Good morning,
I recently enabled preemption and am seeing jobs remain idle in queue after being preempted while some jobs from the same set of jobs have already completed. I noticed that this happened to one user's jobs in particular after they were preempted by another user's jobs. They just stayed idle while there were nodes available to run them.
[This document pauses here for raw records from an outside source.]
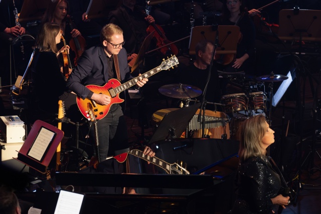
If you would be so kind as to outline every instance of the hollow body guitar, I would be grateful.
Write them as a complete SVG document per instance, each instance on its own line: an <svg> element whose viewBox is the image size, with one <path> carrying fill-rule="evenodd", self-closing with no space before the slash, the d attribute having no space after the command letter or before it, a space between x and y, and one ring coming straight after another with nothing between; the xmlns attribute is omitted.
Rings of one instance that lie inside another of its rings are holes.
<svg viewBox="0 0 321 214"><path fill-rule="evenodd" d="M87 117L88 103L91 103L93 105L93 111L95 118L96 120L99 120L105 117L109 111L110 106L114 103L120 103L124 100L119 98L119 93L135 85L136 83L143 78L148 78L160 71L168 70L179 64L177 58L174 55L170 58L164 60L162 64L138 76L126 83L121 84L120 82L115 79L111 79L103 86L98 86L94 85L89 85L86 87L90 91L96 94L104 94L109 95L111 97L110 103L106 105L101 105L95 103L93 101L86 98L84 100L79 97L77 98L77 104L81 113L85 117Z"/></svg>
<svg viewBox="0 0 321 214"><path fill-rule="evenodd" d="M132 149L126 153L123 153L119 155L114 156L114 158L116 159L117 161L122 163L127 157L128 154L130 154L136 157L149 161L154 165L155 165L162 169L163 169L167 174L189 174L190 172L185 168L179 165L177 163L169 163L164 160L156 157L155 156L150 157L150 156L144 154L142 151L137 149Z"/></svg>

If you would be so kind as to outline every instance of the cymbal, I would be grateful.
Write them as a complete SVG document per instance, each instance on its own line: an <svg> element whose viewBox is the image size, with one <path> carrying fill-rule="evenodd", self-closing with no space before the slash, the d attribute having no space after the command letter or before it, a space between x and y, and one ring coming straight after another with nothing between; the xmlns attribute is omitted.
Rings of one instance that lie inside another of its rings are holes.
<svg viewBox="0 0 321 214"><path fill-rule="evenodd" d="M198 87L181 84L165 85L158 91L163 95L180 99L193 98L202 94L202 90Z"/></svg>
<svg viewBox="0 0 321 214"><path fill-rule="evenodd" d="M287 80L288 78L288 77L284 75L270 74L258 77L256 78L256 80L263 82L279 82Z"/></svg>

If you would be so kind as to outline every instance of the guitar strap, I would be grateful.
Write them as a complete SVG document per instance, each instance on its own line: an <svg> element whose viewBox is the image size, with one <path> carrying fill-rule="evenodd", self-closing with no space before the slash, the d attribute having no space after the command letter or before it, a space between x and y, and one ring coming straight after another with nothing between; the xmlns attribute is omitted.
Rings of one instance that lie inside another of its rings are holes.
<svg viewBox="0 0 321 214"><path fill-rule="evenodd" d="M114 64L115 65L115 69L116 70L116 75L117 75L117 79L121 82L120 79L120 74L119 73L119 65L118 65L118 58L116 54L114 54Z"/></svg>

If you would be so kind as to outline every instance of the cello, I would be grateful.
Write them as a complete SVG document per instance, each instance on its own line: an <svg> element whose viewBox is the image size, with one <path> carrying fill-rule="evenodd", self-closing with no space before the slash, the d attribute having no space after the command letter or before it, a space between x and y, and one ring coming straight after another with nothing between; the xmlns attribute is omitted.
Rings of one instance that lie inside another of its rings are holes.
<svg viewBox="0 0 321 214"><path fill-rule="evenodd" d="M71 17L70 17L70 15L67 15L67 18L68 19L68 22L67 22L69 23L70 28L72 31L74 29L74 28L72 25ZM74 58L74 65L76 66L77 62L79 57L80 57L85 51L86 46L86 40L82 36L78 36L76 37L72 38L70 42L69 42L69 46L70 47L70 49L75 53L76 56Z"/></svg>
<svg viewBox="0 0 321 214"><path fill-rule="evenodd" d="M145 17L148 16L144 11L141 11L141 13ZM179 53L179 50L177 47L166 38L164 30L160 26L155 24L155 23L151 23L146 30L146 32L148 34L153 31L155 31L153 37L157 40L156 45L158 48L160 48L159 51L160 53L164 55L167 55L169 51L172 52L174 55L177 55ZM168 45L167 45L168 44Z"/></svg>

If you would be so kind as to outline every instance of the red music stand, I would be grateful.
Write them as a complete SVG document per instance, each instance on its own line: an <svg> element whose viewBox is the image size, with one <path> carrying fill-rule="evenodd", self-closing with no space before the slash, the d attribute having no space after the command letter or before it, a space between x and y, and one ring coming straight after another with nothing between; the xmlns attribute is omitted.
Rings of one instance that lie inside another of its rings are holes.
<svg viewBox="0 0 321 214"><path fill-rule="evenodd" d="M64 136L64 132L41 120L34 123L30 133L14 158L45 174L51 159Z"/></svg>
<svg viewBox="0 0 321 214"><path fill-rule="evenodd" d="M216 33L219 32L219 44L217 54L236 54L240 27L235 26L220 25L217 31L212 26L196 26L192 29L190 39L190 55L195 55L195 46L201 40L206 40L215 43Z"/></svg>

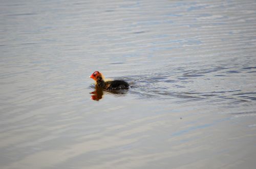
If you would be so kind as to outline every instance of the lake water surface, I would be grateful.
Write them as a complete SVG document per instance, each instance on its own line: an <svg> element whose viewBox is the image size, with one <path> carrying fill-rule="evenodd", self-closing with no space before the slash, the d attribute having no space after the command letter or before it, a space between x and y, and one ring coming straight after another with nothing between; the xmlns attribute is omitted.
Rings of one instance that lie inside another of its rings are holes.
<svg viewBox="0 0 256 169"><path fill-rule="evenodd" d="M2 1L0 168L254 168L255 9Z"/></svg>

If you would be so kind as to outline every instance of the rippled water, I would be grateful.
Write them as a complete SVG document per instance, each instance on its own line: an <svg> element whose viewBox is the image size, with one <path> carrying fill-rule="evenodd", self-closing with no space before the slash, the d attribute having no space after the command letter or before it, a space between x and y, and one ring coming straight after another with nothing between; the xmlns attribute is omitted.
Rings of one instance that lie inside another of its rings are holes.
<svg viewBox="0 0 256 169"><path fill-rule="evenodd" d="M255 9L2 1L1 168L254 168Z"/></svg>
Running 'condor_q -better-analyze' gives me the following.
The Requirements _expression_ for your job is:
( ( Memory > 512 ) ) && ( TARGET.Arch == "X86_64" ) &&
( TARGET.OpSys == "LINUX" ) && ( TARGET.Disk >= RequestDisk ) &&
( TARGET.Memory >= RequestMemory ) && ( ( TARGET.HasFileTransfer ) ||
( TARGET.FileSystemDomain == MY.FileSystemDomain ) )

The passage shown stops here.